Rappelant qu’il appartient au Québec de fixer le nombre d’immigrants permanents qu’il reçoit chaque année, Mme Fréchette se demandait «comment le gouvernement [fédéral] va concilier l’arrivée d’autant d’immigrants avec la nécessité d’assurer la pérennité du français, au Québec et [...] dans le reste du Canada.»
Le même jour, le ministre responsable des Relations canadiennes, Jean-François Roberge, a, pour sa part, insisté sur l’importance de recevoir une proportion plus importante de nouveaux arrivants parlant le français.
«Le pourcentage d’immigrants [francophones] au Québec doit absolument augmenter, évidemment au Québec, mais à la grandeur du Canada [...]. L’enjeu, c’est carrément l’avenir du français au Québec et au Canada», a-t-il dit.
Au cours des prochaines semaines, des rencontres doivent avoir lieu entre François Legault et Justin Trudeau, entre Christine Fréchette et le ministre fédéral de l’Immigration, Sean Fraser, ainsi qu’entre, Jean-François Roberge, et son homologue fédéral, Dominic LeBlanc.
À chaque fois, le sujet de l’immigration sera à l’ordre du jour. L’objectif de Québec au cours de ces discussions serait d’obtenir des gains en immigration. La CAQ aborderait ces échanges dans une «position d’ouverture».
Négociations
Québec a peu de chances d’obtenir des gains lors d’éventuelles négociations avec le fédéral au sujet de l’immigration, d’autant plus qu’un front commun des provinces est peu probable.
«Le conseil de la fédération vient tout juste de lancer une campagne publicitaire pour exiger des transferts inconditionnels en santé, a expliqué le politologue Félix Mathieu. Ils n’ont pas l’habitude de prendre plus qu’un enjeu à la fois.»
Ne pouvant guère faire plus, le gouvernement Legault aurait donc tenté, par des sorties publiques, de se positionner plus favorablement dans le rapport de force qui l’oppose au fédéral – un rapport de force qui ne penche toujours pas en sa faveur, de l’avis du politologue.
Double étau
C’est que le projet des libéraux fédéraux place le gouvernement de la CAQ dans un double étau. «Ou bien le Québec n’accueille pas plus d’immigrants et son poids démographique va décroître [...], ou bien il suit le bal et il fait face à plusieurs enjeux logistiques importants, notamment quant à l’intégration de ces nouveaux arrivants sur le plan linguistique», a souligné M. Mathieu.
Comment le Québec pourrait-il s’en sortir? «Ottawa pourrait toujours accepter de bonne foi les termes de Québec, mais il n’y est pas obligé au-delà de ce qui est prescrit dans l’accord Canada-Québec de 1991 [...] qui prévoit que le Québec a le contrôle sur 85% de ses immigrants.»

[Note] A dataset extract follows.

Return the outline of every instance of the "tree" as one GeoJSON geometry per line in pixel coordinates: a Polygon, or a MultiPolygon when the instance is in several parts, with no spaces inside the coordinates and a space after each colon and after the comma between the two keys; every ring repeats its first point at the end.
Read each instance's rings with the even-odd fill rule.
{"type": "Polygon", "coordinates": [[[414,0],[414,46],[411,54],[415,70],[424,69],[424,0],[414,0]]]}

Mais c’est plus les raisons profondes du projet du gouvernement Trudeau qui font en sorte que le Québec «ne se trouve pas en position avantageuse», selon le spécialiste de politique canadienne.
«Ottawa ne fait pas cette politique-là contre le Québec, mais pour sa vision d’un Canada multiculturel, et bilingue. Il contribue à son propre projet de construction nationale et identitaire. Sauf que par la bande, ça vient heurter le projet de construction nationale et identitaire du Québec», a-t-il conclu.
L’accord Canada-Québec sur l’immigration
Il sert à préserver le poids démographique du Québec au sein du Canada et à assurer une intégration respectueuse du caractère distinct de la province.
C’est le Canada qui détermine les objectifs nationaux et qui est responsable de l’admission des immigrants.
Le Québec fixe le nombre d’immigrants admis sur son territoire. Il est également responsable de les sélectionner et de les intégrer.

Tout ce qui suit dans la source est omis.